Buchempfehlung „Die Macht der Kränkung“
Mal wieder ein Buch zu meinem Thema, das mich zur Zeit sehr beschäftigt und enorm interessiert verschlungen! Besonders interessant für mich war der Teil mit dem Cyber-Narzissmus. Mit diesem Wissen kann man sich ne Menge Ärger ersparen denn es ist so offensichtlich wenn man es weiß!

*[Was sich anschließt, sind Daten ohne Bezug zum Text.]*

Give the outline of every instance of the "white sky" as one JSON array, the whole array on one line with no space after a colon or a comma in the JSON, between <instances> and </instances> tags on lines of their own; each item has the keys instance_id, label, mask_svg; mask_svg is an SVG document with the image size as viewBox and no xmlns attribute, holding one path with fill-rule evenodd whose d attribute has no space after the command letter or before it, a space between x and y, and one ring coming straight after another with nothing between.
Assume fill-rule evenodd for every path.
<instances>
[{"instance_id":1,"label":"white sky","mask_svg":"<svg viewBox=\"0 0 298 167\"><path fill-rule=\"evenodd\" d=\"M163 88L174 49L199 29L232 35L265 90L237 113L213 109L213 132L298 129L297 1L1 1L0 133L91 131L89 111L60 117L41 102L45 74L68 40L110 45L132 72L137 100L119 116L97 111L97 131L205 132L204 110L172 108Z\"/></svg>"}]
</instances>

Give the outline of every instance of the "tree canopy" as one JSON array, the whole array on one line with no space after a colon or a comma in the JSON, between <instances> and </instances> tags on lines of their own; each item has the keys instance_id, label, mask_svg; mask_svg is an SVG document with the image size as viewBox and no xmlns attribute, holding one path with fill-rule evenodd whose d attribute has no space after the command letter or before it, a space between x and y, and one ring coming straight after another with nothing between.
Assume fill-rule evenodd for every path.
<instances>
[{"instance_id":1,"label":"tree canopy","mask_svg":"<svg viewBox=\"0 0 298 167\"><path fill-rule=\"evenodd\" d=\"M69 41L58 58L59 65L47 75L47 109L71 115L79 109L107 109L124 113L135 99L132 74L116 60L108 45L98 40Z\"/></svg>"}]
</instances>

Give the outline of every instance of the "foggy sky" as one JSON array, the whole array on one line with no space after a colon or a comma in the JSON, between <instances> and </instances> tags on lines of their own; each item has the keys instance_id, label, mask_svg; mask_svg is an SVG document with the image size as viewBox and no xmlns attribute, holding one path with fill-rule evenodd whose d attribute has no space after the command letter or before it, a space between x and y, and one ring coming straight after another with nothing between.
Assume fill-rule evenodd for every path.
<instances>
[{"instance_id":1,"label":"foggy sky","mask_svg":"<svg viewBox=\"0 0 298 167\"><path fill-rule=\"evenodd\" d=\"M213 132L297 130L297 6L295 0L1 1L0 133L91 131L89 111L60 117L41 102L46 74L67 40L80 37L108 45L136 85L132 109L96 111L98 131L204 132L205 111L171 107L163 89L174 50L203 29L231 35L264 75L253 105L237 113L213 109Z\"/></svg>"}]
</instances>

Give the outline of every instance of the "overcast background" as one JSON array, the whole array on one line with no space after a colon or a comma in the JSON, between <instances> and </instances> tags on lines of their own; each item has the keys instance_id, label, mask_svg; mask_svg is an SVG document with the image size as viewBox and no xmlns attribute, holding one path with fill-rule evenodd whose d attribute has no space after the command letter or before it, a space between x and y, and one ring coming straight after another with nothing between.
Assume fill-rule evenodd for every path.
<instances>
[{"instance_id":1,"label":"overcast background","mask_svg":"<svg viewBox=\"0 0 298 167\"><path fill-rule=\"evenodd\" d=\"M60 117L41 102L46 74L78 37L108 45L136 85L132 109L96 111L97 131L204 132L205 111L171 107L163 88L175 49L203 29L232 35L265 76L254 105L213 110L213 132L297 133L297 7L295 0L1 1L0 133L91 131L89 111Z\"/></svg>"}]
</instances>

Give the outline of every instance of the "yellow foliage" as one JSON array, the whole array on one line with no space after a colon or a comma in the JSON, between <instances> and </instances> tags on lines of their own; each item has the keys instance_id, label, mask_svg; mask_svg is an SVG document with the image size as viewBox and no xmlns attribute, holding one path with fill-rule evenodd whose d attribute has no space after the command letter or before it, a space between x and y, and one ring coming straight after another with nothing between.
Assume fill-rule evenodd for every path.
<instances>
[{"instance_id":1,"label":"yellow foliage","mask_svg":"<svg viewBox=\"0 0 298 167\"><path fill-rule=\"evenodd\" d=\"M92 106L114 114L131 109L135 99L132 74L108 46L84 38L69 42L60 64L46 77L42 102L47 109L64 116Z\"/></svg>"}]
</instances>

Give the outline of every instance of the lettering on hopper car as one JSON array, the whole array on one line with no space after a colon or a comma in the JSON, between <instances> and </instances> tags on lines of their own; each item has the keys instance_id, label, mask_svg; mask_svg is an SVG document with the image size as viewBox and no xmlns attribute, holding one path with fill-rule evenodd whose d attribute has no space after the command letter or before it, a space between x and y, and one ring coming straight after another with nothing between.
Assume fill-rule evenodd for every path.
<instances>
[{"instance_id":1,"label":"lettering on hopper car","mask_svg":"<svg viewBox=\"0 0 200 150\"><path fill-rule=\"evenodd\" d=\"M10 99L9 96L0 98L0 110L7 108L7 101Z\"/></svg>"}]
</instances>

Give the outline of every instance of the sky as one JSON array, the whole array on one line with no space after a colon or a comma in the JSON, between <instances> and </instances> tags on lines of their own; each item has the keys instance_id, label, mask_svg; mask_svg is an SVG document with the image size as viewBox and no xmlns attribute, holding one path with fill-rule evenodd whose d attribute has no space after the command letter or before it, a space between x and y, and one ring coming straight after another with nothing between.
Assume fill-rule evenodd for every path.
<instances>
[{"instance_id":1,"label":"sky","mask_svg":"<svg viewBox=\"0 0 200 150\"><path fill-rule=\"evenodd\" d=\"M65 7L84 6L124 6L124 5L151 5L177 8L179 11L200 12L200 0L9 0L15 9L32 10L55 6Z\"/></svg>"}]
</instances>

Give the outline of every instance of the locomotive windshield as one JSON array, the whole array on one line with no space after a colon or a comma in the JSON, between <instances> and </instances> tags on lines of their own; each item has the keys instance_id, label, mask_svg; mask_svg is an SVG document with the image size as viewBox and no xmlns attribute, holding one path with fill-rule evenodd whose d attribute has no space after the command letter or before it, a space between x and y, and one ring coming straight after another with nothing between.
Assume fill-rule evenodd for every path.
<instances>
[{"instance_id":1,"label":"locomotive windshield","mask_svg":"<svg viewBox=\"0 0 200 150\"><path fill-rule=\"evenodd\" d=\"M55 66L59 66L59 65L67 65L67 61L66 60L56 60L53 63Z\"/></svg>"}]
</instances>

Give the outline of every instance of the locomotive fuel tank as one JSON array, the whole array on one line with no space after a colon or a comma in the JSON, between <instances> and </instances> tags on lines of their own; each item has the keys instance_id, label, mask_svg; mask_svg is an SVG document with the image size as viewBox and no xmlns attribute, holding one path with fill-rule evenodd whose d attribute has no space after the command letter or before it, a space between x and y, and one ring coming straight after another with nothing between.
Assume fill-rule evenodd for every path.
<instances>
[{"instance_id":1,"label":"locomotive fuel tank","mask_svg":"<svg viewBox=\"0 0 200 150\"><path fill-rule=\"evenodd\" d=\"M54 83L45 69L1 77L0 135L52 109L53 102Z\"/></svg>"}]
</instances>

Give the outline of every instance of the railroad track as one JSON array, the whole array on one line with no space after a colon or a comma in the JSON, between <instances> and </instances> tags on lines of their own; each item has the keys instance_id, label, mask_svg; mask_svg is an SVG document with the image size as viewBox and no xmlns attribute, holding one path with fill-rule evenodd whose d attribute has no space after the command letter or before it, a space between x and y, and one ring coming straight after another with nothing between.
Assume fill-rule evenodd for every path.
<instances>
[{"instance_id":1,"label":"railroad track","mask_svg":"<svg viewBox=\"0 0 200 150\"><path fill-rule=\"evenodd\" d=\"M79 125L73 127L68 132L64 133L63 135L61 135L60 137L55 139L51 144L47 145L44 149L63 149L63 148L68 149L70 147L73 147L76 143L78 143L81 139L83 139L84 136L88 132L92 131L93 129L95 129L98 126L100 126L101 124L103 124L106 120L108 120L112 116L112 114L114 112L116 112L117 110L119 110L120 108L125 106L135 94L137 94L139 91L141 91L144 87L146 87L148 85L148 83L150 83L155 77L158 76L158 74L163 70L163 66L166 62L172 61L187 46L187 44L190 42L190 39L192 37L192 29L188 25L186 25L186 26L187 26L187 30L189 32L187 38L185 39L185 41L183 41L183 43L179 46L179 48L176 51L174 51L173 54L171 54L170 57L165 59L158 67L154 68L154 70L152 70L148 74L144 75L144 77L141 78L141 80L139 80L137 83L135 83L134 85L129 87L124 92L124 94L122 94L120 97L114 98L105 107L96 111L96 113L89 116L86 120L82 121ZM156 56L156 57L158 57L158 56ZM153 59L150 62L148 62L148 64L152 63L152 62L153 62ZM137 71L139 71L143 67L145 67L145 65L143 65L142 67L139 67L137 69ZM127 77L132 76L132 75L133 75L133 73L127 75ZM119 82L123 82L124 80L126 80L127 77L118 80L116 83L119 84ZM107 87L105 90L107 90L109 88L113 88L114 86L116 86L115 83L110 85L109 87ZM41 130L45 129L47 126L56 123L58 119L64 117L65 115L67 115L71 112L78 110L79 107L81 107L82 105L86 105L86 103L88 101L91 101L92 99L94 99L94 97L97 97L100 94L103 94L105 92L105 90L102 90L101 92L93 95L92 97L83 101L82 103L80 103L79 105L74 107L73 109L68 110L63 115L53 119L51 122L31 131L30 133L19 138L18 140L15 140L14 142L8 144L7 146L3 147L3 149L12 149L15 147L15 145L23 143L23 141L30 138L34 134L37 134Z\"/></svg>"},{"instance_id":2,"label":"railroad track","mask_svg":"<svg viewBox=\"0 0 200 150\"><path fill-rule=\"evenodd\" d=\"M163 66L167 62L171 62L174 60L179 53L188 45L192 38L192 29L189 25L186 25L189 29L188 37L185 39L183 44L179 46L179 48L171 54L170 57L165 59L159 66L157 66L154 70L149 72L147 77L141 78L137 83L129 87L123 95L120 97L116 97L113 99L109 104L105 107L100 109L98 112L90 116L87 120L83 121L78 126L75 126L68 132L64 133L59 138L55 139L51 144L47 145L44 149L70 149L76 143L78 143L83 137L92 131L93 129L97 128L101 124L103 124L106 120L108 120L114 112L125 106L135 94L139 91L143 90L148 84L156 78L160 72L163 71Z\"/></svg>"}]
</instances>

Auch all die Beleidigungen und Abwertungen die man eventuell als Opfer in einer narzisstischen Beziehung erlebt hat, verlieren auf einen Schlag ihre Macht und „Magie“. Der Peiniger wird in seine Einzelteile zerlegt und an Ende bleibt ein Häufchen schwächstes Selbstwertgefühl, das die ganze Zeit beschützt werden muss. Diese Rezession hat mir sehr gut gefallen:
An mehreren Stellen seines Buches macht der Psychiater Reinhard Haller deutlich, dass Narzissmus zu einem sich ständig verstärkenden Phänomen unserer auf Individualität, Selbstverwirklichung, Erfolg und Extrovertiertheit orientierten Gesellschaft geworden ist. Narzisstische Züge sind jedem Menschen zu eigen. Bis zu einem gewissen Grad sind sie auch notwendig, um das Selbstbewusstsein des Menschen zu stabilisieren und positive Leistungen erbringen zu können. Im Übermaß oder in Form einer krankhaften Persönlichkeitsstörung verursacht Narzissmus jedoch großen Leidensdruck bei den Betroffenen und mehr noch in ihrem Umfeld.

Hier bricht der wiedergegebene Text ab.